Le procès de Leo Frank retentit encore un siècle plus tard

A l’occasion du 100e anniversaire du procès de Leo Frank à Atlanta, commençons par dire pour mémoire : Non, l’affaire Leo Frank n’a pas été à l’origine de la fondation de l’Anti-Defamation League.

Il est vrai que l’organisation, qui fête aujourd’hui son centenaire, a été fondée la même année que l’arrestation et le procès de Frank pour le meurtre d’un de ses ouvriers d’usine, une jeune fille de 13 ans nommée Mary Phagan. Mais l’idée d’ADL, conçue par Sigmund Livingston, un avocat de Chicago, a précédé l’affaire.

Plutôt que d’être le catalyseur de l’organisation, le procès a servi de confirmation de la sagesse de Livingston selon laquelle les Juifs américains avaient besoin d’une institution pour combattre l’antisémitisme.

L’Amérique était un endroit très différent en 1913. Par rapport à l’Europe, les Juifs vivaient ici des vies beaucoup plus sûres et stables, mais les stéréotypes et les injures étaient encore courants. C’est ce qui a conduit Livingston à concevoir un ADL. En tant qu’immigrant juif d’Allemagne, il supposait qu’en Amérique les préjugés qu’il avait subis en Europe n’existeraient pas. Ce n’était pas le cas.

Pourtant, le procès – et deux ans plus tard, le lynchage de Frank – ont été un choc pour les Juifs américains. Malgré de larges divisions entre les immigrants plus âgés d’Allemagne et les plus récents de Russie, la communauté s’est rassemblée pour soutenir Frank et en colère contre le procès biaisé.

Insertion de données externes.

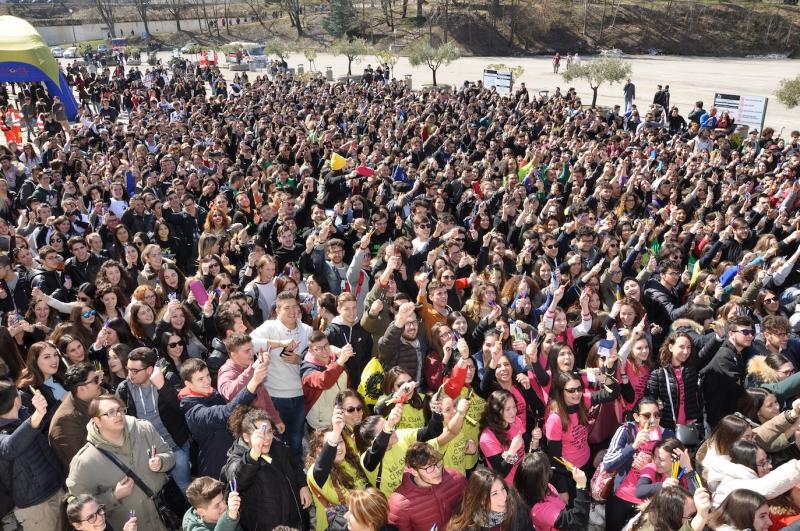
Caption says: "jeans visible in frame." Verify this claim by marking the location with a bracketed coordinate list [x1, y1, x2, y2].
[170, 441, 192, 492]
[272, 395, 306, 467]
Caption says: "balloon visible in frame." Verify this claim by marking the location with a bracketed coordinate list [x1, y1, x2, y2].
[331, 153, 347, 171]
[356, 165, 375, 177]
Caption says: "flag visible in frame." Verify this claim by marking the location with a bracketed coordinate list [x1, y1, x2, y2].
[331, 153, 347, 171]
[517, 159, 533, 179]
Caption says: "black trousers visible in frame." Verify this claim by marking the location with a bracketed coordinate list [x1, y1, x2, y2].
[606, 494, 637, 531]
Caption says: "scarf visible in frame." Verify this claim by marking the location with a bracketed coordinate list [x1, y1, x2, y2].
[489, 511, 506, 527]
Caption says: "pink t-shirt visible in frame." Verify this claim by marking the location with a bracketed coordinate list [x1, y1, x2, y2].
[672, 367, 686, 424]
[614, 428, 664, 505]
[531, 485, 566, 531]
[478, 387, 526, 483]
[625, 361, 650, 409]
[544, 412, 590, 468]
[480, 423, 525, 483]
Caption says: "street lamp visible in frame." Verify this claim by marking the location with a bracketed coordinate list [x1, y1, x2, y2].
[69, 8, 78, 46]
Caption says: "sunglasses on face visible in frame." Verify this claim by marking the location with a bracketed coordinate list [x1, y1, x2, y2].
[80, 376, 100, 385]
[639, 411, 661, 419]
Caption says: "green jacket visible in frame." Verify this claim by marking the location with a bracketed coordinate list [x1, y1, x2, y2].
[183, 509, 242, 531]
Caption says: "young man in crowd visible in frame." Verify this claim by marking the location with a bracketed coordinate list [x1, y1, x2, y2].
[178, 359, 267, 477]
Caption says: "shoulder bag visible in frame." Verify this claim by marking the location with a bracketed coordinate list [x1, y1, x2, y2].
[92, 444, 189, 531]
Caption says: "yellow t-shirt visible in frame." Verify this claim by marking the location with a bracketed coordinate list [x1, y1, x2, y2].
[461, 387, 486, 470]
[428, 432, 469, 476]
[306, 461, 367, 531]
[361, 429, 419, 497]
[378, 395, 425, 430]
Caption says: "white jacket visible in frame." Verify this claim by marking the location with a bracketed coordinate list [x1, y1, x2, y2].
[701, 444, 731, 492]
[708, 459, 800, 506]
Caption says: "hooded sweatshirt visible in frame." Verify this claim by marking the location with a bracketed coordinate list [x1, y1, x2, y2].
[67, 416, 175, 531]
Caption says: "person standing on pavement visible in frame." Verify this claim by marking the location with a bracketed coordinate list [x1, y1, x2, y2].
[622, 78, 636, 112]
[0, 380, 64, 531]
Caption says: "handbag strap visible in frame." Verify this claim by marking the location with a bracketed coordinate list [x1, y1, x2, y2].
[664, 367, 678, 425]
[89, 442, 156, 499]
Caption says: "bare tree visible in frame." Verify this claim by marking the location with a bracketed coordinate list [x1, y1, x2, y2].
[94, 0, 117, 35]
[133, 0, 150, 35]
[381, 0, 394, 31]
[133, 0, 150, 35]
[281, 0, 303, 37]
[167, 0, 186, 31]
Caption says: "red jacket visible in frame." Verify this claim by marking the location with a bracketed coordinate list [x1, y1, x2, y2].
[217, 359, 283, 424]
[300, 359, 349, 413]
[389, 469, 467, 531]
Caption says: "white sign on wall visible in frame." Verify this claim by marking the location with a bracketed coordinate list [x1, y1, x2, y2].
[483, 70, 514, 95]
[714, 93, 769, 129]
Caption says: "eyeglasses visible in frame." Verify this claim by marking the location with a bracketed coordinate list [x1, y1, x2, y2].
[78, 376, 100, 387]
[639, 411, 661, 419]
[308, 344, 331, 352]
[78, 505, 106, 525]
[97, 407, 128, 419]
[417, 461, 444, 474]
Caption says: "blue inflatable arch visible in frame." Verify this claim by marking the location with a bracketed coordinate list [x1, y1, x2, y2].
[0, 15, 78, 120]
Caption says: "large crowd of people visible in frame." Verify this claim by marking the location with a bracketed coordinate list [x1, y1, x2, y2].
[0, 51, 800, 531]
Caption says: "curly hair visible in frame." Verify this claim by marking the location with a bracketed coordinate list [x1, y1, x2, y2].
[306, 426, 369, 492]
[480, 389, 514, 447]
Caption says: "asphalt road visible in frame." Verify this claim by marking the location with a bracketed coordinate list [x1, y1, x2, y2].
[62, 52, 800, 133]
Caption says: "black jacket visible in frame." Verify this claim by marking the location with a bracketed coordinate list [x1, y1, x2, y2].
[220, 439, 304, 531]
[178, 387, 256, 478]
[700, 339, 749, 426]
[64, 253, 105, 288]
[0, 408, 64, 509]
[206, 337, 228, 388]
[117, 380, 189, 446]
[644, 365, 703, 430]
[325, 317, 372, 387]
[642, 279, 691, 334]
[0, 273, 31, 320]
[31, 269, 69, 301]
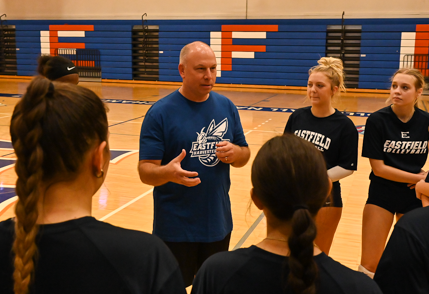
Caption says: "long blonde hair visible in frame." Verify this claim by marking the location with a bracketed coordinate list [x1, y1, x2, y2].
[308, 57, 346, 92]
[386, 68, 426, 106]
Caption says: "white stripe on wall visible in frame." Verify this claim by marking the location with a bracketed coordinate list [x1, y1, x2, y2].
[232, 32, 267, 39]
[232, 51, 255, 58]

Avec le recul, nous pouvons voir cette grande tragédie comme représentant les deux côtés de l’Amérique et les Juifs qui existent encore aujourd’hui, mais dans un équilibre et une forme très différents.

Le procès et le lynchage ont démontré que l’Amérique portait certains des stéréotypes historiques et des théories du complot sur les Juifs qui avaient caractérisé la vie européenne pendant des siècles. L’accusation de diffamation du sang – l’idée que des Juifs assassinaient des enfants chrétiens pour utiliser leur sang à des fins rituelles – était rare en Amérique. Mais un thème connexe, celui d’un prédateur juif attaquant une jeune femme chrétienne, a fait surface dans le procès Frank.

L’idée a également fait surface que dans un cas extrême comme celui-ci, le système juridique et constitutionnel américain pourrait ne pas être en mesure de protéger un Juif vulnérable de la violence.

À long terme, on peut affirmer que la réaction à l’affaire Frank a ouvert la voie à une amélioration spectaculaire de la vie juive en Amérique. Les éditoriaux des journaux à travers le pays ont massivement soutenu Frank. Les faiseurs d’opinion ont commenté le degré d’antisémitisme entourant le procès. Même très tôt, les Juifs ont compris qu’un public influent pouvait être appelé à apporter leur soutien lorsque l’antisémitisme faisait son apparition.

L’opprobre a fait du bien, amenant le gouverneur de Géorgie, John Slaton, à commuer la peine de Frank. Cependant, les ennemis l’ont emporté, comme ils l’ont si souvent fait ces années-là dans le cas des Afro-Américains.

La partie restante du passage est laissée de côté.